We live wildly different lives in university.

Sometimes I’m speed walking to lectures, trying not to break into a run because there are nice girls on the road. At the same time, the lecturer won’t let me in if I’m ten minutes late.

I’m furiously debating this in my head (in the blistering heat, I might add), when someone glides casually by in a Jaguar.

A student. In a Jaguar.

So yeah, we’re not the same. Nevertheless, there is one thing we – all university students – can (mostly) agree on; university is stressful. The stress is different for everyone, of course.

My roommate is forever finding ways to get money to buy fuel so he can drive his girl around and the guy who sits behind me in class has to sleep at home about 50 kilometres away from campus because he can’t afford any of the hostel fees. I personally can’t tell which is sadder of these two; lacking brains or lacking money.

Me, I have middle income parents and I’m doing a fee paying course which costs approximately GHc 13,000 a year. Yes. GHc 13,000. A car’s worth of money. (One of those tiny KIA cars, but still.) And as if that’s not bad enough, the course in question is PharmD, where I’m plagued with endless lab manuals and nine hours of lectures daily. I’m very well acquainted with stress.

As you may have guessed, stress is the main theme here.

So, did this stress start during the third week of lectures, like everyone else’s? No, no. Mine started almost 2 months before, when I spent everyday in front of the PC waiting for my name to appear on the list of admitted students. My performance in the WASSCE had been bad. Not appalling, but definitely not up to pharmacy standards, so my father had sacrificed an early pension and included the fee paying option in my application. (There are very few guilt trips more effective than your father saying “I extended my working time by 5 years so you could pay for school,” I tell you. How won’t you learn?) But even with fee-paying, admission was dicey. So I sat in front of the computer at home everyday, buying credit to check. That I knew what a difficult course pharmacy was and I still badly wanted it, might give you the idea that I’m a hardworking serious person just not blessed with the needed intelligence. It’s not true. Somewhere in JHS 2, a classmate whose father was a pharmacist described the job to me and made it seem like the kind of job I needed; sedentary, inappropriate amounts of money, no fixed salary. Ever since then it had been sort of a default option for me.

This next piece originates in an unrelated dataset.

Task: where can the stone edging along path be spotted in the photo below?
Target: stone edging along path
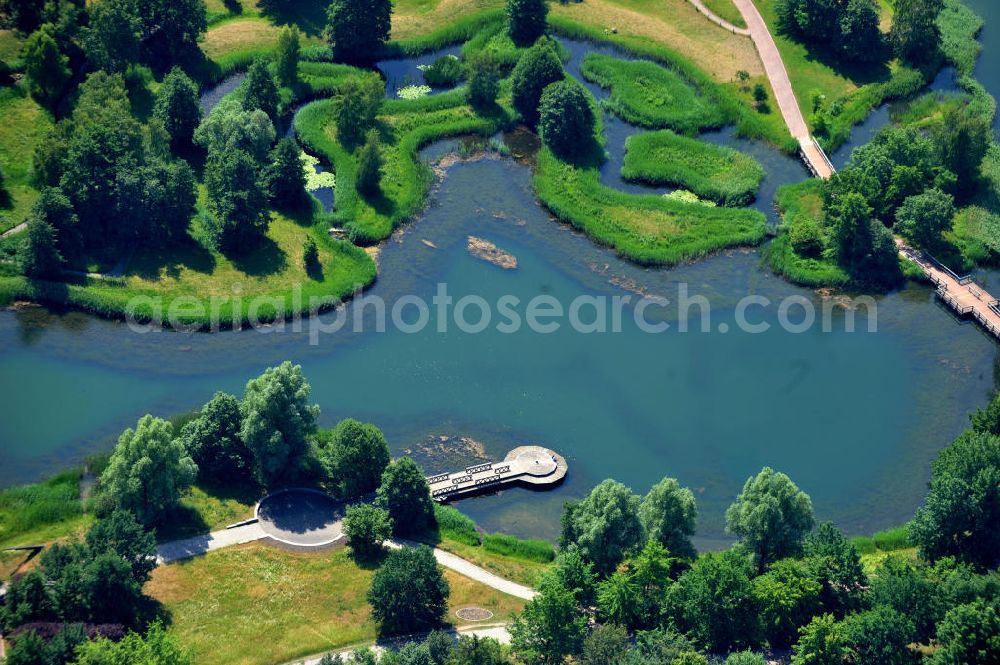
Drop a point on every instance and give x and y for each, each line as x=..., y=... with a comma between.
x=718, y=20
x=777, y=74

It took a while (7 days), but my name eventually showed up. One hundred and 54th. I remember this because there were only 155 names on the list, and this was the finalized list. Amazingly, my class size now proudly stands upwards of 260 students. Over a hundred students appeared in the class, but they were not on the list. Is God not a wonderful God?

Anyway, fast forward a month (and violent haggling with my mum for money) later, I was on campus. KNUST campus! The science-ey university. All we’d heard in SHS about Legon was half naked girls and endless parties, and almost zero learning. KNUST was for serious students, and UCC was a prison camp where they forced you to write exams at 6 in the morning.

Now being the rational person I assume you are, you’re probably thinking, “Well Legon sounds swell, guy.” And I agree hundred percent, but doctorate Pharmacy was only done in tech. There was a new pharmacy school in Legon, which my dad (and I, more importantly) wanted me to go to, but he saw the school fees and said “Ei Otu let’s go and make enquiries at the place.” which was code for “Let’s go and see if the fees are less for children of civil servants.” We arrived at the place and aye. We had to double check. The entire structure was the size of a department. My dad didn’t even brake, he just turned around. “And I should go and pay 4000. Because I’m a fool. Otu, you’re going to Tech! Check the application deadline!” And there my dream of the good life died. It’s just as well. From what I heard, pharmacy is hell everywhere.